Bay-santo. On Monday, the Wall Street Journal reported that the Justice Department has decided to allow the Bayer-Monsanto merger to happen after both companies sell off a few assets. The deal has been on the horizon for a long time—here’s a backgrounder we published in summer 2016 on why it matters.
Stress test. Last month, we reported on legislative efforts to reauthorize a mental health resource program for farmers called the Farm and Ranch Stress Assistance Network. Yesterday, Mother Jones covered the coalition of farm groups throwing their weight behind the bill: In a letter to Congress, 36 rural farming organizations asked legislators to fund the program, citing low farm incomes and high rates of suicide among farmers.
Trade dispute. “The farmers will be better off than they ever were,” said President Trump in response to a question about the possibility of a trade war. It’s not clear whether anyone believes his promise to “make it up to” the agriculture industry. And the Washington Post has the story of an Indiana family that both wins and loses in the tariff tangle—their business is steel and soy.

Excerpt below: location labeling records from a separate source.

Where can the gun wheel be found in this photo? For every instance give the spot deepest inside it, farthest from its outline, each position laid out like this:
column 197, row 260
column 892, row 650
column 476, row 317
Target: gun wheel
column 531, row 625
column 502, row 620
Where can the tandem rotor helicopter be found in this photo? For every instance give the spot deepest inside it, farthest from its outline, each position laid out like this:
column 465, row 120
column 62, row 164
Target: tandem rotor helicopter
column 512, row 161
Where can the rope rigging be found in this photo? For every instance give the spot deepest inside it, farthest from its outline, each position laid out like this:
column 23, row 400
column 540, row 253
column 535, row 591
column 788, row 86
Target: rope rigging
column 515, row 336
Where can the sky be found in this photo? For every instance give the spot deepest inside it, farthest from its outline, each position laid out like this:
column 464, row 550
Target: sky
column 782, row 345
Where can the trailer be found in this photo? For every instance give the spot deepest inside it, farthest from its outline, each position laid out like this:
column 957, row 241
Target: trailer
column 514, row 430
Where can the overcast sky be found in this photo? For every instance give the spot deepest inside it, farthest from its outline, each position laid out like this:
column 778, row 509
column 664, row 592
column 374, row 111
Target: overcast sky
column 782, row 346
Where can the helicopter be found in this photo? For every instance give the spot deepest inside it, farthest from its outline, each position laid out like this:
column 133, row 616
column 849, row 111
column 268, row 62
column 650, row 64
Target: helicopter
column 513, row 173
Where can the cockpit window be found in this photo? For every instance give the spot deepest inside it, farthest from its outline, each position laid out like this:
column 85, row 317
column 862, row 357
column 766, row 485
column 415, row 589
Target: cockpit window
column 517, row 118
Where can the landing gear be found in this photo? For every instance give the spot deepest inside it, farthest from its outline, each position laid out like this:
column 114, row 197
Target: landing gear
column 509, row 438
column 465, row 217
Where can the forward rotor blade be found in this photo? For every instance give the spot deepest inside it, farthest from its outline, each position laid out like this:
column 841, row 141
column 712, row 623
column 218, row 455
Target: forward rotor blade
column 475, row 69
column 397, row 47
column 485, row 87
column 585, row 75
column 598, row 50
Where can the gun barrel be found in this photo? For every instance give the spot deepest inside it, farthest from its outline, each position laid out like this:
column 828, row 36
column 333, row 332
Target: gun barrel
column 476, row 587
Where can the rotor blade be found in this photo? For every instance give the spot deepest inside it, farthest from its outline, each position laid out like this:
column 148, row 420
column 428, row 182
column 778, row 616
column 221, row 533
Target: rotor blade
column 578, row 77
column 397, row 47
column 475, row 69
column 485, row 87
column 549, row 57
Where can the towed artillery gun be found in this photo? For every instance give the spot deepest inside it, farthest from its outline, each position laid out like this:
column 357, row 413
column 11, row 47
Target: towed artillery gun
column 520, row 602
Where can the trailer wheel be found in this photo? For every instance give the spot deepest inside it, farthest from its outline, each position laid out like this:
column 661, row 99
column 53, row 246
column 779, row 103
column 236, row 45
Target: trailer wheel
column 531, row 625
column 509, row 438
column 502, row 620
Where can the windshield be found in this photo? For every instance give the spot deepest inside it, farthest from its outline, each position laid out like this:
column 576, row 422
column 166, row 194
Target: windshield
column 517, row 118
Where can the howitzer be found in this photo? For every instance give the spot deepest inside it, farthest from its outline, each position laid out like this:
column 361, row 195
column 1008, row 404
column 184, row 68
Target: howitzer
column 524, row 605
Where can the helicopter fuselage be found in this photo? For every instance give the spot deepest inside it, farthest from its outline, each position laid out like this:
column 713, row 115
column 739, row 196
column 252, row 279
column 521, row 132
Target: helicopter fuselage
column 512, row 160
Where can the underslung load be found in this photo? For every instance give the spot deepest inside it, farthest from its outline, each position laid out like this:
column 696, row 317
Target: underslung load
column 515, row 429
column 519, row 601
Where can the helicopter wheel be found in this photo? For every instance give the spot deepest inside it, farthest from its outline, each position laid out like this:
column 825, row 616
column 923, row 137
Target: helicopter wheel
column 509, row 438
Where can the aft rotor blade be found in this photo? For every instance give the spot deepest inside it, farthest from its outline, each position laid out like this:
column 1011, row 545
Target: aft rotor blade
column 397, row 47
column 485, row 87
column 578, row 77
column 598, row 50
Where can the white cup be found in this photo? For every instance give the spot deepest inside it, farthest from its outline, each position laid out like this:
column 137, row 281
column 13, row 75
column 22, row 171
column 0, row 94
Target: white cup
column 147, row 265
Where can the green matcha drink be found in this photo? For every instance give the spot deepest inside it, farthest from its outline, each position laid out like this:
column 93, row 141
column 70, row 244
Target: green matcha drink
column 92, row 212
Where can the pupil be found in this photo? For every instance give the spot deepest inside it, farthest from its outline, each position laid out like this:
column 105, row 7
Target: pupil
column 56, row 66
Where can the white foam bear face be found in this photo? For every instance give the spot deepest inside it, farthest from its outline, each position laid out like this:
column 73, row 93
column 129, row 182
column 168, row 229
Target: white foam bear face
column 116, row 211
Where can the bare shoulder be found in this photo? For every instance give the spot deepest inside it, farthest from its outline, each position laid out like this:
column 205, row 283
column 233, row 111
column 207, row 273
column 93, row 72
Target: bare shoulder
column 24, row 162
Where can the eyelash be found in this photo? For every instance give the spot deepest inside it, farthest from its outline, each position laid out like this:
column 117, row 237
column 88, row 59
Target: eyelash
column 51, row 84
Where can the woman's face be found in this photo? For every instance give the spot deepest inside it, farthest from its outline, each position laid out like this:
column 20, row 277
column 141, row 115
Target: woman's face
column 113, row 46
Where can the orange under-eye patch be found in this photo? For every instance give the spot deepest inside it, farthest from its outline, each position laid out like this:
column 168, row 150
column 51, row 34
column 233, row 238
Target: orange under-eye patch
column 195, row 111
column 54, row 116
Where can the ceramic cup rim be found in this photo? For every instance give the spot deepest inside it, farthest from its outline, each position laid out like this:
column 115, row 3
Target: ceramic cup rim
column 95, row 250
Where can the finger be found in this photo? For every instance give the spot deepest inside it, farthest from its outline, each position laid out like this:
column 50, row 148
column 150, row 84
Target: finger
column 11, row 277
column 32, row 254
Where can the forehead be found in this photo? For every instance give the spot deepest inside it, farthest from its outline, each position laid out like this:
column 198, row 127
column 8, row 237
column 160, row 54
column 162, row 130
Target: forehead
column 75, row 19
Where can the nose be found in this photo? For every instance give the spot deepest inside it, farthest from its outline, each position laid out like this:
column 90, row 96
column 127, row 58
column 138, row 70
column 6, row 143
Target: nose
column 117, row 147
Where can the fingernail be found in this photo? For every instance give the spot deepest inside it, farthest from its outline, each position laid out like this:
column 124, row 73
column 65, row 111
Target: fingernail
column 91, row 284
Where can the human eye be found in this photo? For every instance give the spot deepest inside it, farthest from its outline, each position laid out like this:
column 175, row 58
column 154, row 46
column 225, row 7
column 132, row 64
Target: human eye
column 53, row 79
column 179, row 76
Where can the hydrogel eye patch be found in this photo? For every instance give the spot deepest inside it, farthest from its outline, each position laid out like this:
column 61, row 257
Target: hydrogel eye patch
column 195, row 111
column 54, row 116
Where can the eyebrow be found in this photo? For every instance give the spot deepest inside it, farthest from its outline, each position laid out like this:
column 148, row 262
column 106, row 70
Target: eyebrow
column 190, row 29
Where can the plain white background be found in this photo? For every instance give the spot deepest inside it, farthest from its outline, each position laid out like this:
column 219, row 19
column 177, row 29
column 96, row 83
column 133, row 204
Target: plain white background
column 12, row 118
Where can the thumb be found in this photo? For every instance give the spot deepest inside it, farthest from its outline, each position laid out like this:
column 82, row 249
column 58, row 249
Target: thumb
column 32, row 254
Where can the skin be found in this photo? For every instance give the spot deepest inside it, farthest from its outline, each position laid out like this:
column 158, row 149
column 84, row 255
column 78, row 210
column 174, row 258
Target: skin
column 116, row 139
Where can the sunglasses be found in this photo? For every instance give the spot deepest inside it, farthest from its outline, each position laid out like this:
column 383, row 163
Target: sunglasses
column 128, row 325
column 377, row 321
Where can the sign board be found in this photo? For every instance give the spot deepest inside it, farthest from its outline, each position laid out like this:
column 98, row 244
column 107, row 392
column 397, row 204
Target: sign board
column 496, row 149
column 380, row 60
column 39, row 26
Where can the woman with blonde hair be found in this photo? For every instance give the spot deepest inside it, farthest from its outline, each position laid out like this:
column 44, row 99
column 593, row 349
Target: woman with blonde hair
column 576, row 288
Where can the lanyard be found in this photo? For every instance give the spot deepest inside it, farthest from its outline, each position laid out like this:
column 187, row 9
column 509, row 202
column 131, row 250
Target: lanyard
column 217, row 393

Peak IPA. More craft breweries closed in 2017 than in any other year in the past decade, the Washington Post reports, and the total beer market dropped by one percent in volume. But it may not be the end of craft beer just yet: While 165 breweries closed, 1,000 opened.
Well-marked. Ever wonder how McDonald’s manages to get its logo on every highway exit sign while local cafes never seem to make the cut? Turns out, one company—Interstate Logos—maintains those signs in 23 states. Businesses in Virginia, for example, shell out about $1,000 a year to be included, the Richmond Times-Dispatch reports.
Sea vegan. Not all vegans are created equal, and neither are their food sources. Whatever the reason for their dietary choice—environment, health, religion, or ethics—the definition of a ‘living thing’ can still be a bit murky for folks who don’t eat foods derived from them. Case in point: bivalves, which a burgeoning “seagan eating” movement argues have a place in vegan diets. Scallops seem like an obvious no-no in the no-living-things bible, right? Wrong, Vice‘s Munchies reports.
College food. Colleges make a lot of money off of overpriced dining plans. But to stay competitive for a generation that uses Uber Eats and Postmates like their parents used grocery carts, institutions of higher education are getting into delivery, the Boston Globe reports. At Boston College, students can place orders to-go through an app on their phones, or order dining-hall food to their dorms. A student-run startup at Boston University offers delivery from nearby restaurants to dorm room doorsteps. Pretty genius, considering that only students have access to dormitories (Sorry, Grubhub). Next-up: A WeWork tenant whose startup idea is lunch delivery to other WeWorkers? Betcha that’s already in the works.
Fakers gonna fake. Iran and the United States may not have the most amiable diplomatic ties, but that hasn’t stopped Iranian eaters from getting their hands on knock-off versions of U.S. fast food, Atlas Obscura writes. Since the Iranian Revolution in 1979, the Ayatollah-led government has restricted western influences, from literature to food. But the people still want fried chicken and burgers and they’ll create their own KFCs and McD’s to get ‘em. Think: pretty much the same, but just a little different. “Mash Donalds” and “Subways”, for instance. Technically, the fast-food franchises being mimicked have grounds to litigate against copyright infringement, but why bother? They would first have to register trademarks in the Islamic Republic, which isn’t worth the money considering that they can’t set up shop there. Until then: Fighting western hegemony, one Pizza Hot at a time?
A SNAP op-ed by … Moby? Noted vegan Moby graced the pages of the Wall Street Journal on Monday to proclaim that the SNAP program shouldn’t support junk food purchases. The piece sparked some (predictable) outrage, though close readers may note Moby’s argument is more than 50 years old.